EPrints Technical Mailing List Archive

Message: #07770

< Previous (by date) | Next (by date) > | < Previous (in thread) | Next (in thread) > | Messages - Most Recent First | Threads - Most Recent First

[EP-tech] ORCIDs - Crosswalks - EPrints

Morning All,

There's been a small problem on the repository since I started that I decided to investigate yesterday. It involves the duplication of ORCIDS and their associated email addresses. Sometimes they're duplicated in the database and in the metadata of an eprint. This prevents the ORCID hyperlink from working and prevents the small ORCID logo from appearing in the EPrint citation.

To illustrate:

I expect in the database - 0000-0002-5069-1909

I get in the database - 0000-0002-5069-19090000-0002-5069-19090000-0002-5069-1909

I've identified the problem as Elements-Crosswalks related. The crosswalks take every instance of an ORCID and user email address from each source and then squash them together in their respective fields.

For example:

feed --> pubs:users - pubs:user - > pubs:identifiers -> pubs:identifier scheme="orcid"

and then it also grabs the ORCID this from the elements sources where it exists (in this case from epmc).

I understand why it has to do it this way, because some sources have all authors ORCIDs and some don't, so they all need to be picked up. I think my solution is to alter the crosswalks behaviour.

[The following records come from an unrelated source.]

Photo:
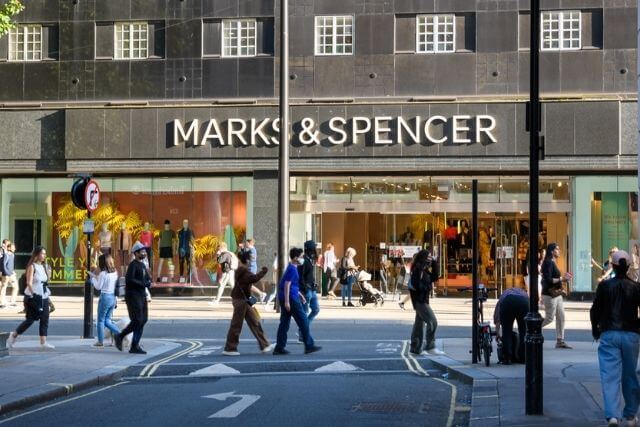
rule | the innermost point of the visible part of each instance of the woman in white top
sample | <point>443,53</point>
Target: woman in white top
<point>36,298</point>
<point>105,281</point>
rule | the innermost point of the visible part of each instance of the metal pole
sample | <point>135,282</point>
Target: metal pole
<point>534,338</point>
<point>88,292</point>
<point>283,157</point>
<point>474,270</point>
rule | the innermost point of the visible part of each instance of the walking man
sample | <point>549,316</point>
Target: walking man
<point>138,279</point>
<point>291,301</point>
<point>615,322</point>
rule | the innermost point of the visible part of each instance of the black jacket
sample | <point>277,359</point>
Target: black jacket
<point>307,279</point>
<point>137,278</point>
<point>615,307</point>
<point>422,279</point>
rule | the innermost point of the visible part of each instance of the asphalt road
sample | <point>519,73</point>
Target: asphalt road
<point>358,382</point>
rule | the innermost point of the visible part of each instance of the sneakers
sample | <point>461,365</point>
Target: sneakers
<point>11,341</point>
<point>312,349</point>
<point>268,349</point>
<point>118,341</point>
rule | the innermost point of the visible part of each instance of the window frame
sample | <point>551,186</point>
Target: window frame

Before I start down this route, has anybody encountered this previously and is there a better/easier way to fix it?

Regarding fixing the database, I feel incredibly uncomfortable going in to an EPrints table and directly altering stuff. Is there a way I can fix the already duplicated ORCIDs? I did ask our Elements team if the data can be prodded to re-send from Elements through  the crosswalks and into EPrints, but it looks like a no go.

I was using version 1.3 of the ORCID support plugin, clicked upgrade, got an error and now it appears to be 1.7, but I don't think my problem is anything to do with the plugin.